Law on digital assets passed by the State Duma (Lower House of the Russian Parliament) will be in force since January 1, 2021. Experts believe though, the law has a number of loopholes which legislators will have to patch up soon.
As Artem Genkin, expert in the theory of money and financial innovation, Doctor of Economics, Professor, and President of the Center for Protection of Depositors and Investors autonomous non-profit organization, noted at a Zoom conference on digital assets organized by the Invest Foresight business magazine as part of the Engineering the Future Club project, a number of tokens remain uncovered by the proposed law.

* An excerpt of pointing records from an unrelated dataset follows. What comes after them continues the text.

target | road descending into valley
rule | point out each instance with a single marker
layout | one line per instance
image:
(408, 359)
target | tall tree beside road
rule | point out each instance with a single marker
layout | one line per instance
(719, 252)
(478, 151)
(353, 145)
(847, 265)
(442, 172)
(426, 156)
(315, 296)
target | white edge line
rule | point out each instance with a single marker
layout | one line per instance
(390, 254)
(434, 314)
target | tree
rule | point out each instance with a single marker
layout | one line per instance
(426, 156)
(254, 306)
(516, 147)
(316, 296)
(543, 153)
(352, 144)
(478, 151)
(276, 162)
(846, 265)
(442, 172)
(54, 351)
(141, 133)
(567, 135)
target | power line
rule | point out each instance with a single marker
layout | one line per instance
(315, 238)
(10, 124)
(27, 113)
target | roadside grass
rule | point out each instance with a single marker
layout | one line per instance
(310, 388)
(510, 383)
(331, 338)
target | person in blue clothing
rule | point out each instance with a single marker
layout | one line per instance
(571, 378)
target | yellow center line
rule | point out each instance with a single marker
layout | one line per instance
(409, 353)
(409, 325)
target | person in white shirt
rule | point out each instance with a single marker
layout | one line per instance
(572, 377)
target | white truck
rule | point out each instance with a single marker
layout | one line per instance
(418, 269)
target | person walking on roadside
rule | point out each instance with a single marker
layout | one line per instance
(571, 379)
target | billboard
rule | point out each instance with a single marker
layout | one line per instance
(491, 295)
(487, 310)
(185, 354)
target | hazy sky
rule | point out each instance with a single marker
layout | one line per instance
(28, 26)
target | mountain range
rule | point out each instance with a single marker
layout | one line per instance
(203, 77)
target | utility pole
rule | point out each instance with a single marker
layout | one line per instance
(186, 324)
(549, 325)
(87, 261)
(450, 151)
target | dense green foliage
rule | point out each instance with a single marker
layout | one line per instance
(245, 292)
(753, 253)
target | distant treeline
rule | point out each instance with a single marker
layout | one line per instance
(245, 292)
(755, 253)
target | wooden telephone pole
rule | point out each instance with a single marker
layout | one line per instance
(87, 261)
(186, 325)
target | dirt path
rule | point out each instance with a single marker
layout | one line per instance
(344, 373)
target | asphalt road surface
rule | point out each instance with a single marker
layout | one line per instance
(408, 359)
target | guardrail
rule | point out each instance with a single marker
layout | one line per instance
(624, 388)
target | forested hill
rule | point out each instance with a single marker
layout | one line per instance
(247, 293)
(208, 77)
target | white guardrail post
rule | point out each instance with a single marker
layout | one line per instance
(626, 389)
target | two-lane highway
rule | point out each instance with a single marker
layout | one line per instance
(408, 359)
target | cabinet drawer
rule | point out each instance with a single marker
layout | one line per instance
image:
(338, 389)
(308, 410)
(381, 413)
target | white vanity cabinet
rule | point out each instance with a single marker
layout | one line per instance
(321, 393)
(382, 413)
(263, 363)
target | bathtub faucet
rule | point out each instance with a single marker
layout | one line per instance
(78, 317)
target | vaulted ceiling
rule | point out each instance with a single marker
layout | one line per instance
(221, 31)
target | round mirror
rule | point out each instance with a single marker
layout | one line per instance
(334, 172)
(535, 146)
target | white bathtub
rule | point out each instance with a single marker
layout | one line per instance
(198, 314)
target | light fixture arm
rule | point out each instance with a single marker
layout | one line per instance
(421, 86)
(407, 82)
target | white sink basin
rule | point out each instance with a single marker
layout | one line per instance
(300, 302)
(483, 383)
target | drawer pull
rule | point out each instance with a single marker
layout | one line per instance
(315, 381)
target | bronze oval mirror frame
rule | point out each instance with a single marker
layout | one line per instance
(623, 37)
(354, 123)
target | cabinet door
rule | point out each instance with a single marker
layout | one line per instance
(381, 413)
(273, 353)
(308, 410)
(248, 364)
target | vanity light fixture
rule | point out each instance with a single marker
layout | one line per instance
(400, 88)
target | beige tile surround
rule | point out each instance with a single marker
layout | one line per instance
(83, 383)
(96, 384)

“In the future, there will probably be a special legislative act on digital currencies to specify certain provisions of the current law. Yet at the moment, we face the fact that not all of the effective cryptocurrency instruments have been covered in the current act,” the expert said.
In his view, the current law fails to regulate cryptocurrency trade between individuals. In case two individuals decide to make a deal in the cryptocurrencies market, it is still unclear how it should be legally arranged, Professor Genkin noted. The procedures of deals at cryptocurrency exchanges are reasonably clear though.
As Dr Genkin pointed out, some experts suggest expanding the practice of bank deposits insurance onto fiat assets employed for transactions with cryptocurrencies. It may be worth discussing the matter and assessing all pros and cons as well as limits of applying this idea, he said.
According to Artem Genkin, the present-day Russian laws do not specify how an ownership of digital financial asset and digital currencies may be verified in the Russian jurisdiction.
“The law on digital assets passed by the State Duma has stirred contradicting opinions within the expert community, therefore experts and legislators should keep interacting in this regard,” he stressed.